It's especially important for Margaret Lewis.
Just ask her how many times she washes her hands a day.
"More than I have fingers and toes," she said.
Her skin has even cracked because of all the soap shes been using.
But, she'll take cuts over catching the flu.
"Because I would expose many patients out here at mesa springs and thats not my cup of tea to do," she said.

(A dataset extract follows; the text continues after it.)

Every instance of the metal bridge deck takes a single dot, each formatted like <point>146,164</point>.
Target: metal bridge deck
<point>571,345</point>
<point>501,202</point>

Wanda Ruppelt couldn't agree more.
"The flu is much more serious because it can progress," she said.
She's been trying to get everyone to wash their hands and use antibacterial soap as much as possible.
She's the head nurse at mesa springs senior living village and she's not t taking this year's flu epidemic lightly.
"We've had some residents that have been sick but not like the staff have been," she said.
Senior citizens are even more susceptible to catching the flu.
"It's easier for them to pick things up," said Ruppelt.
So anyone with even a stuffy nose is asked to not visit the center until they're sure they're not contagious.
Staff are no exception, even if it means being short handed.
"It's just everybody working for everybody," said Ruppelt.
Lewis knows its been a tough flu season..
"I think it is more rampant this year than it has been than any time that I have seen in my lifetime," she said.
So she'll continue with the one method of prevention that's worked best because shes not letting any germs stand in her way.
Both staff and residents at mesa springs received a flu vaccine back in Sept.
Administrators there believe that their early vaccination has helped lower the number of residents who have caught the flu.